Epilepsy is entailed by unpredictability. There is no real way for patients to know when a seizure may occur.
Molecular biologist Marion Hogg and her colleagues have managed to make a breakthrough in this field. They identified molecules whose levels in the bloodstream vary before and after the seizure occurs. This discovery could lead to a possible way of detecting a seizure before it even happens, providing patients with enough time to take preventative measures. The study, published in July in the Journal of Clinical Investigation, might help researchers understand epilepsy and its causes better.

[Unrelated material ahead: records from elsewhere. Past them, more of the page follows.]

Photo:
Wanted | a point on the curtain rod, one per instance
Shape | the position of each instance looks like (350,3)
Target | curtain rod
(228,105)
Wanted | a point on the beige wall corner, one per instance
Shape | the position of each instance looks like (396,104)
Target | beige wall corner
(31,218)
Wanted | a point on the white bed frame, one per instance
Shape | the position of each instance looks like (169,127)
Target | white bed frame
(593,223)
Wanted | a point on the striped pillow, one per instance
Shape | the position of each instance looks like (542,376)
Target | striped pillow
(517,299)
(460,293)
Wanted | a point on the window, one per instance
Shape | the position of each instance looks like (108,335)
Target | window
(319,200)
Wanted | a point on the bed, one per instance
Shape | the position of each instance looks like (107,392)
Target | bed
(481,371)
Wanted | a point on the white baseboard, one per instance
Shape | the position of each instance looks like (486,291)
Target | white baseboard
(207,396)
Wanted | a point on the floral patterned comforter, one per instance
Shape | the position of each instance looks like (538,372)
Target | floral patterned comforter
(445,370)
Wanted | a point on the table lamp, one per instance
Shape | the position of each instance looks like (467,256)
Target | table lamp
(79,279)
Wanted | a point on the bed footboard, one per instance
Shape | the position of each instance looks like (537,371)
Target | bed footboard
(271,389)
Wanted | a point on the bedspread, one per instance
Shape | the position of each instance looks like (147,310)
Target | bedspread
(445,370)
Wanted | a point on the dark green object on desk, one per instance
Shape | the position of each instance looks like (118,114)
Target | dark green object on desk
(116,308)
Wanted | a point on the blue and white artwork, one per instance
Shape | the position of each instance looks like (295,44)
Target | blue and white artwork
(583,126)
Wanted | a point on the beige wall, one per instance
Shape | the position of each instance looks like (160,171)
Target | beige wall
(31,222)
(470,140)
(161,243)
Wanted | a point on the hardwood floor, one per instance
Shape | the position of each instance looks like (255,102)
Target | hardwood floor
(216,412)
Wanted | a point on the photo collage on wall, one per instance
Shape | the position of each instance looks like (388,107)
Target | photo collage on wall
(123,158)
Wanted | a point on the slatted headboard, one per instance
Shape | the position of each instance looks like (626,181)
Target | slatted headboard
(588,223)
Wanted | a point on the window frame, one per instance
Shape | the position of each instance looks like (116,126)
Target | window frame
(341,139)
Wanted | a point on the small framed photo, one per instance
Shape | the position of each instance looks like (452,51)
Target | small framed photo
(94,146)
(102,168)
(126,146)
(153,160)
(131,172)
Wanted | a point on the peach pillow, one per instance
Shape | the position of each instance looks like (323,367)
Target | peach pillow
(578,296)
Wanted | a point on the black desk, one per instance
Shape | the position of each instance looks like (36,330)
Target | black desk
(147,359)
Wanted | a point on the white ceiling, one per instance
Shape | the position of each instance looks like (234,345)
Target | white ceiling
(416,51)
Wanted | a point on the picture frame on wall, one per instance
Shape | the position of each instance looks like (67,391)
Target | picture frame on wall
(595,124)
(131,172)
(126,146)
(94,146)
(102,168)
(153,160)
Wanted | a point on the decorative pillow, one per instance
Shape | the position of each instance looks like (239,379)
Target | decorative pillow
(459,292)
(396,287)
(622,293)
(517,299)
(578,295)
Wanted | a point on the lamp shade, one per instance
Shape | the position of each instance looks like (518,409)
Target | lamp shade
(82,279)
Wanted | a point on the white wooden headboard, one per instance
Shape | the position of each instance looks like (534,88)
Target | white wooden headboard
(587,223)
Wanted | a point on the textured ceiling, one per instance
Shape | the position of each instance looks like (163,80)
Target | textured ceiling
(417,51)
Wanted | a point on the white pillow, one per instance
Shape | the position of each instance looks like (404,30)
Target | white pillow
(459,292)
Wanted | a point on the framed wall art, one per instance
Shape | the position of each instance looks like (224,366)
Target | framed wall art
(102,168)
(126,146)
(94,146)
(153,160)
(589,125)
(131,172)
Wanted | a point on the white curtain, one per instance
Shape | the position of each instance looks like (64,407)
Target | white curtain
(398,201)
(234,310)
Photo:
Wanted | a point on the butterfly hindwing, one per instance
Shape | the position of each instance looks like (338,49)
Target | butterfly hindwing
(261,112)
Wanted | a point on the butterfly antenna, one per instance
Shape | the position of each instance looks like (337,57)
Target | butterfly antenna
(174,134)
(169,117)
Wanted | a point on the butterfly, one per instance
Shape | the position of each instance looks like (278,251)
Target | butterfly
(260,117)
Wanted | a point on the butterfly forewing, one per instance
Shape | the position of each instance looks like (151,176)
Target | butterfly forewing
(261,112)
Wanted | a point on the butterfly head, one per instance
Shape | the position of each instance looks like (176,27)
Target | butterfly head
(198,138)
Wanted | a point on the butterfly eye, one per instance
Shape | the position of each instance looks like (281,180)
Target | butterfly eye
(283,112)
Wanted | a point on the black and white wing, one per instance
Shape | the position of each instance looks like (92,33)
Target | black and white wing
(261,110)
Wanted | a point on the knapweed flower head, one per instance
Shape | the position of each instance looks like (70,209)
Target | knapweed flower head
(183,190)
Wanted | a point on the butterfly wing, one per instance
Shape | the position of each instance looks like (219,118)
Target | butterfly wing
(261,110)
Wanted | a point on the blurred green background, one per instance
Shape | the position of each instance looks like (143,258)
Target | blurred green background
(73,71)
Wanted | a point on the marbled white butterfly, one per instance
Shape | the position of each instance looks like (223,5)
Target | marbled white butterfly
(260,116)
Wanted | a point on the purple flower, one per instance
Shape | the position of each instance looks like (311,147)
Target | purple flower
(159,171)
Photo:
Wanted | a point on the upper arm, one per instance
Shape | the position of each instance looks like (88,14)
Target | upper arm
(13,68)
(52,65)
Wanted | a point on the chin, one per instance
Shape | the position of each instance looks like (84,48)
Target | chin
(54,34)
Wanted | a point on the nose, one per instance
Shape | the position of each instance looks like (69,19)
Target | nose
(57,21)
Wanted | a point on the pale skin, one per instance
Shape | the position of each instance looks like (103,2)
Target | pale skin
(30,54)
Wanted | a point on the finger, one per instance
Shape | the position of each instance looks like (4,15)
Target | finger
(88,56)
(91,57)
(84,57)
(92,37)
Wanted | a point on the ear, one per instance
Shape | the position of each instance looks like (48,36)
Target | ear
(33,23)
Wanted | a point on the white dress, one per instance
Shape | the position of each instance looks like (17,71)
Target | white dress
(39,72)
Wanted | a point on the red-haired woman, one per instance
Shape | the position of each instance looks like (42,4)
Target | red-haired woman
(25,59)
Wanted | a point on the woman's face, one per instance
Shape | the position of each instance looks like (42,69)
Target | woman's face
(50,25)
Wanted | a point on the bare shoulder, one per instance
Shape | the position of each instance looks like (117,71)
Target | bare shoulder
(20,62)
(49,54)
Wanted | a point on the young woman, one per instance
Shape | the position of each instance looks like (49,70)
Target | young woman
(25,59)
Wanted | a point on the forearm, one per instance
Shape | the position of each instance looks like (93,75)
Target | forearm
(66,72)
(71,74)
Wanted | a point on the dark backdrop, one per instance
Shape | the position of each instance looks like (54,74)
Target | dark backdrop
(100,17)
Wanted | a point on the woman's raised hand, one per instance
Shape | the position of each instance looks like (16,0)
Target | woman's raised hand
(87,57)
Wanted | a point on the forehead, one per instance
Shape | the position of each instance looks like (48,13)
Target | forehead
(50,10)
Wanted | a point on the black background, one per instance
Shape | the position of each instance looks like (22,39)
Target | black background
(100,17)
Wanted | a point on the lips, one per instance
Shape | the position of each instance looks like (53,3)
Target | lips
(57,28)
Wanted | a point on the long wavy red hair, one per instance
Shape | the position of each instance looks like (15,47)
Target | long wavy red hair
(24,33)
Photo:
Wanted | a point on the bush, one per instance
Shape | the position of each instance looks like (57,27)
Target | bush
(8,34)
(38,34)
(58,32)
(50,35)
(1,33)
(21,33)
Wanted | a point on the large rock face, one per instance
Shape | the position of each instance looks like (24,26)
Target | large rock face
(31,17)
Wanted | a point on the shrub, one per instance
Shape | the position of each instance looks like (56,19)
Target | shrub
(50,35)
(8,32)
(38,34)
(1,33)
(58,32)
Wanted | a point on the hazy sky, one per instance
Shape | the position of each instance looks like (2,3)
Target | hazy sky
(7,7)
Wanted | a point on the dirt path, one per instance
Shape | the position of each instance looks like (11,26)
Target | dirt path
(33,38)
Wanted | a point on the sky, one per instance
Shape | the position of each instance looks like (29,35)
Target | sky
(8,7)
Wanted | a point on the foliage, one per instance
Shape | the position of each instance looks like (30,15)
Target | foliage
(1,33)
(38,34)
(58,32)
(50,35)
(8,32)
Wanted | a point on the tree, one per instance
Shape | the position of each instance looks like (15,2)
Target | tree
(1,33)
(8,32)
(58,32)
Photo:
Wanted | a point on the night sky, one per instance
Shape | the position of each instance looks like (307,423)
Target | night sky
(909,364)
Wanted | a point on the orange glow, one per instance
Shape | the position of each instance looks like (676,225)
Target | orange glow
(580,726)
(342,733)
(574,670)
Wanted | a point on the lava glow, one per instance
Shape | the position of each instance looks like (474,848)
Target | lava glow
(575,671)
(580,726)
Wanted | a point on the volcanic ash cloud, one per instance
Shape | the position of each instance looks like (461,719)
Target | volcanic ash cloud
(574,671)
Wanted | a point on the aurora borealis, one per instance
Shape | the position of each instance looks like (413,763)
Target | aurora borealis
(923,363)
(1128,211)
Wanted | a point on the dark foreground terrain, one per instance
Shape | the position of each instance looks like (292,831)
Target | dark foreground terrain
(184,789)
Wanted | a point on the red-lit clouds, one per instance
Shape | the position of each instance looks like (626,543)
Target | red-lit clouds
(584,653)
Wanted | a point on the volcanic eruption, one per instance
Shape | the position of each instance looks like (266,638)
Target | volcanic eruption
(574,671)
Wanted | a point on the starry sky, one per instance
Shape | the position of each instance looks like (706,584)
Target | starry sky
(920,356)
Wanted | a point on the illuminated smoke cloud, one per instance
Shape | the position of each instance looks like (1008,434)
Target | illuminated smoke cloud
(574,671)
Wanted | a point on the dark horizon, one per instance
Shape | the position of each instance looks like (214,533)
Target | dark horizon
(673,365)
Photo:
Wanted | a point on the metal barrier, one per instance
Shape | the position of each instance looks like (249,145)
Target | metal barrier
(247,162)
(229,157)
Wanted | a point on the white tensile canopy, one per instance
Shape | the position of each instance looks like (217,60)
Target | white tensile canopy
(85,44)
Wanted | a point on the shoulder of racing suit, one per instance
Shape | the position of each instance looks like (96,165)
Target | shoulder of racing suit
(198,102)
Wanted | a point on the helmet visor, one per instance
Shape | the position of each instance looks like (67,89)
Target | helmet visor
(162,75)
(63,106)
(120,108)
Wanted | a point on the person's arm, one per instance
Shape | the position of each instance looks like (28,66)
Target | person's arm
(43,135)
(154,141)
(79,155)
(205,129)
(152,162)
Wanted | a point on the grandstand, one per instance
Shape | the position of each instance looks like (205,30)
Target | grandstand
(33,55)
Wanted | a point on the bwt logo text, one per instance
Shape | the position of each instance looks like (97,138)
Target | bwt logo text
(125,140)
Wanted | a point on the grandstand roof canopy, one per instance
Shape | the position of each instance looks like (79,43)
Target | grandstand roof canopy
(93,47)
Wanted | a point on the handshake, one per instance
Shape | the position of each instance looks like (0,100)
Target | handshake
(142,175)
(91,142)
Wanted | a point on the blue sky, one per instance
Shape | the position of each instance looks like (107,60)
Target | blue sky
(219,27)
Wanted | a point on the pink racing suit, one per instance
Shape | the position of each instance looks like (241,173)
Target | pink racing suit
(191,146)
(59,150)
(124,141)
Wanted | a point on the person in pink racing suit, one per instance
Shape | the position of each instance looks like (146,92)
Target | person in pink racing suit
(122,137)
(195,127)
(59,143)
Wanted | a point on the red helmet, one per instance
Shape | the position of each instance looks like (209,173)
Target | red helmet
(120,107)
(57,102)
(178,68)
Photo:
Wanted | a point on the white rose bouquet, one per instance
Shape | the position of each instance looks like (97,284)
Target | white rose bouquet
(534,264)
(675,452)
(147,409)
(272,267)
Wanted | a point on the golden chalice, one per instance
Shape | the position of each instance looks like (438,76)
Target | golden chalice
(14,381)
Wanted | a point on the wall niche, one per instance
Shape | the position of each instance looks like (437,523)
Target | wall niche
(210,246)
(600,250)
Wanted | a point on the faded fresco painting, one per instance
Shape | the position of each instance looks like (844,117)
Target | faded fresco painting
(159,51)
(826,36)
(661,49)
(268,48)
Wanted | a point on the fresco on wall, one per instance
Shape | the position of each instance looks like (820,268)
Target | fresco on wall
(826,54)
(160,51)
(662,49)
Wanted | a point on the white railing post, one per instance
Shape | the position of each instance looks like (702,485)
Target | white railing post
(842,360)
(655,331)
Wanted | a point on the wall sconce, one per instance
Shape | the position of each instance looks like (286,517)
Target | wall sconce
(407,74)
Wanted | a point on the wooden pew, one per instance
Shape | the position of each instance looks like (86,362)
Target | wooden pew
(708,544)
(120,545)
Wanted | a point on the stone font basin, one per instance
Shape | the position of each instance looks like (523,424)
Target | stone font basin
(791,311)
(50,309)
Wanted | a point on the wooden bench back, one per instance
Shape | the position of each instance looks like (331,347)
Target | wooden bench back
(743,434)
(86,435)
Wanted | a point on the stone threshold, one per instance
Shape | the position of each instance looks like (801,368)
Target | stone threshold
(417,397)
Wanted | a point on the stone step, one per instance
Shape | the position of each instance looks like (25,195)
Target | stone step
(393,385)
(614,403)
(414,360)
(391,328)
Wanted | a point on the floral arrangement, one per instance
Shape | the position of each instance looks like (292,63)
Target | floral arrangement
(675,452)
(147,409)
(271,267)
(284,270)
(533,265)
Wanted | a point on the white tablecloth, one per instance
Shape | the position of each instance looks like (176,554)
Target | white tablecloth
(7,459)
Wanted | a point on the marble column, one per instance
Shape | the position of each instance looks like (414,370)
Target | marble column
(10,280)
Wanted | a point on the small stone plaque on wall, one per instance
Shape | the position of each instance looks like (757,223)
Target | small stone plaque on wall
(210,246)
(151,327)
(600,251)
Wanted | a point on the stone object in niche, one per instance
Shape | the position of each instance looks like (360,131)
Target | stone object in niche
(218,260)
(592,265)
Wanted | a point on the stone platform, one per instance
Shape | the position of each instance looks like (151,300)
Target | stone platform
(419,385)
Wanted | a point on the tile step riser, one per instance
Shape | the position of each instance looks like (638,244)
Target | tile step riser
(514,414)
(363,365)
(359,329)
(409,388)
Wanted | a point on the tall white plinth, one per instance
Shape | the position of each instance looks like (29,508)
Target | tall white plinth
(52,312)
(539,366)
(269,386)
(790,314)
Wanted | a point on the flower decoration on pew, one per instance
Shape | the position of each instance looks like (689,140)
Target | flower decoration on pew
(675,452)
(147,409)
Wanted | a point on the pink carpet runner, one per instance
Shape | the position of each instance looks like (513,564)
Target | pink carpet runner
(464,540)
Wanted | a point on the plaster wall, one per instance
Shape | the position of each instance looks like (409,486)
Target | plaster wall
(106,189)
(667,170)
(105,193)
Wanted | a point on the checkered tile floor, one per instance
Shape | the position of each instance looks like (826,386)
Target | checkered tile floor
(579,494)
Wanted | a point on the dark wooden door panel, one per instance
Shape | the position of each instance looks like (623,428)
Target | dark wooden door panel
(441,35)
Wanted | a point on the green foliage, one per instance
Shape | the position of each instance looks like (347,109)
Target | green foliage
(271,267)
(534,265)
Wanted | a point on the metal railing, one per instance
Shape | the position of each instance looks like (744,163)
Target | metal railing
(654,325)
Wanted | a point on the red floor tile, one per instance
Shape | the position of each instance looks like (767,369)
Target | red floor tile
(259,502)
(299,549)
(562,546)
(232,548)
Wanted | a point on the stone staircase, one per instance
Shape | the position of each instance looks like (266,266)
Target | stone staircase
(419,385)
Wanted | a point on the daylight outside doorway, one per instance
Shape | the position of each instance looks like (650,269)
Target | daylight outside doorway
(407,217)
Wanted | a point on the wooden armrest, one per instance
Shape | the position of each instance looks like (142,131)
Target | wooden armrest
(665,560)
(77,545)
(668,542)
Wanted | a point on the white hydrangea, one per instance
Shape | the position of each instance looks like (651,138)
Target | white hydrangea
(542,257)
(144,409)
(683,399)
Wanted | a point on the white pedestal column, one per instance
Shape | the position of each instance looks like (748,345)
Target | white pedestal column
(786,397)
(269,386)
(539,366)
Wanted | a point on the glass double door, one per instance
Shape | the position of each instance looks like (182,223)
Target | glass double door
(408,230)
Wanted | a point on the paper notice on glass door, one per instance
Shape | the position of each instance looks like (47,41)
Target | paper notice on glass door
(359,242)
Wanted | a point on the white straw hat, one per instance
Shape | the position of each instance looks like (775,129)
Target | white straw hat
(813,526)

Plasma samples from the blood of epileptic patients showed that certain fragments of transfer RNA (tRNA)—a molecule involved in translating RNA into proteins—appear to spike hours before a seizure and return to their normal level afterwards.
Mark Cook, a neurologist at St. Vincent’s Hospital in Melbourne, Australia, says that the tRNA fluctuations could reflect the rhythms of biological clocks. “In adults with chronic epilepsy, we see cycles running over 7, 28, 40 days,” Cook says. “These patterns control brain excitability, making you more or less liable to seizures.”
Cook’s group was able to predict seizures before this too, but that required invasive brain surgery. Right now researchers are working on a device that can predict the onset of a seizure through a simple pinprick test at home, not different from one done by a glucose monitor.
Being aware that a seizure is likely to occur, patients might make a conscious effort to be safe. “If you had an indication, perhaps you would not go into work, or drive, or go swimming,” Hogg says. It would also lead to the development of new drugs that work for a more specific time frame rather than ones which are to be taken as a daily dose.